CMS corrective actions cut improper payment rate for inpatient hospital claims by a massive 58.3 percent over the past couple of years
By Shantanu Agrawal, M.D., Deputy Administrator and Director for Center for Program Integrity (@cms.hhs.gov) and Jennifer Main, Director and Chief Financial Officer for Office of Financial Management (@cms.hhs.gov)
The Centers for Medicare & Medicaid Services (CMS) is dedicated to reducing health care costs while, at the same time, making sure people get access to the right care, when and where they need it. CMS established the Comprehensive Error Rate Testing (CERT) program to calculate the Medicare Fee-for-Service (FFS) program improper payment rate. Due to the successes of corrective actions we put into place to address improper payments for inpatient hospital services, the overall Medicare FFS improper payment rate decreased from 12.1 percent in 2015 to 11.0 percent in 2016. Improper payments for inpatient hospital claims alone dropped a whopping 58.3 percent from 9.2 percent in 2014 to 3.8 percent in 2016. Inpatient hospital claims accounted for $10.45 billion in improper payments during the 2014 report period (July 1, 2012 to June 30, 2013) but was reduced to $4.42 billion during the 2016 report period (July 1, 2014 to June 30, 2015), an improper payment decrease of $6.03 billion.
Two major policies, intensive provider education, and improved oversight contributed to the reduction in improper payments for inpatient hospital claims. First, CMS changed its policy to allow hospitals to bill for Part B (Medical Insurance) services given during a hospital inpatient stay when an inpatient admission is found not to be reasonable and necessary. Second, CMS clarified policy for when an inpatient admission is generally appropriate for payment under Medicare Part A (Hospital Insurance) by establishing and modifying the “Two-Midnight rule.” The Two-Midnight rule applied to admissions beginning on or after October 1, 2013, and established benchmark criteria that should be used when determining whether a short stay hospital admission is payable under Medicare Part A. The Two-Midnight rule stated that inpatient admissions will generally be payable under Part A if the admitting practitioner expected the patient to require a hospital stay that crossed two midnights and the medical record supports that reasonable expectation.
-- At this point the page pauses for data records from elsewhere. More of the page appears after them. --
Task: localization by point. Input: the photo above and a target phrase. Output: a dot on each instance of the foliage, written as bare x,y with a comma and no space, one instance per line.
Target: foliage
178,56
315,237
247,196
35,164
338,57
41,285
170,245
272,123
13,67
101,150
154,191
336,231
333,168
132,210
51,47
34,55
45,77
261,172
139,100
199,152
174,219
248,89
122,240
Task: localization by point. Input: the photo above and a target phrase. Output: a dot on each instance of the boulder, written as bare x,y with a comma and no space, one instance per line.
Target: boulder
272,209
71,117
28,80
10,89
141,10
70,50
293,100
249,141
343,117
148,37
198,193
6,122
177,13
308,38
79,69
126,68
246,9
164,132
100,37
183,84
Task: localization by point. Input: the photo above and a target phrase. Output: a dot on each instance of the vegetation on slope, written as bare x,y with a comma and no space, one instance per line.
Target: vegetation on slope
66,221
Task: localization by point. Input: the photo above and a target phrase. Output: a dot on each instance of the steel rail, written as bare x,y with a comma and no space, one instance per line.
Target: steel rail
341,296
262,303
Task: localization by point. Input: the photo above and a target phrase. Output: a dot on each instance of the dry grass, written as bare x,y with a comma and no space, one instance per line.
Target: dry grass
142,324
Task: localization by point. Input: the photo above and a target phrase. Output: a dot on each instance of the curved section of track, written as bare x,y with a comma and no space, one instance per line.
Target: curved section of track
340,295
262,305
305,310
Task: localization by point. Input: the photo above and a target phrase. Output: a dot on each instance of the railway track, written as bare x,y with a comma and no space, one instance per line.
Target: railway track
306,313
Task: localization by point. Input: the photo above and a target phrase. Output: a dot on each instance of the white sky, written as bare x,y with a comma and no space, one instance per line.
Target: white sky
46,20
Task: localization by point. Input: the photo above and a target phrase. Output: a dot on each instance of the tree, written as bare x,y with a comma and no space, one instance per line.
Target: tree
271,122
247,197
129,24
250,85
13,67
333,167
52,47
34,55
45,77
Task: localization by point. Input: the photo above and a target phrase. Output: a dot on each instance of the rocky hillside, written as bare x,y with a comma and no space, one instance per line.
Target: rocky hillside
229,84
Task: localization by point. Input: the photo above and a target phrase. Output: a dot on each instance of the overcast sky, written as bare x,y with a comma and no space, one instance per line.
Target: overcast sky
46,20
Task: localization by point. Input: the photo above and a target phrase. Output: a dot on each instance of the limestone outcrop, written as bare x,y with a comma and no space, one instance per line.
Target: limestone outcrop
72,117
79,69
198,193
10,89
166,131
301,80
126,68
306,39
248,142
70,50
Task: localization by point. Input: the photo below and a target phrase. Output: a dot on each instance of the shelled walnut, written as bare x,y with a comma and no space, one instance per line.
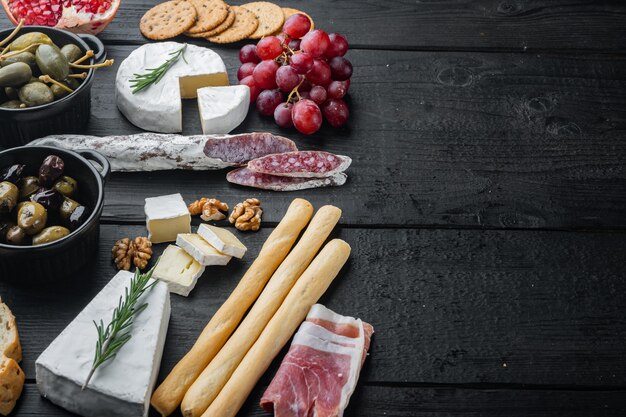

Along with these policy changes, CMS put into place a comprehensive educational campaign to help providers comply with the regulations. After a limited number of “probe” audits of each provider’s short stay claims for Part A payment, Medicare Administrative Contractors (MACs) sent letters to the providers detailing the results of the probe audit and offered one-on-one education to further discuss the errors and encourage a change in future billing behavior. Providers with moderate or major error findings were engaged in up to three additional rounds of review and education to encourage greater accuracy with future claim submissions.
CMS is building on these corrective action successes by exploring opportunities to implement prior authorization and pre-claim review programs. We plan to continue monitoring those services whose payment vulnerabilities drive the improper payment rate, like home health and inpatient rehabilitation claims, to more effectively target our provider education and medical review efforts.
While CMS is pleased with the reductions we’ve already seen in the improper payment rate, we remain committed to collaborating across CMS to address potential vulnerabilities identified through our improper payment measurement programs and continuing to strengthen our program integrity efforts.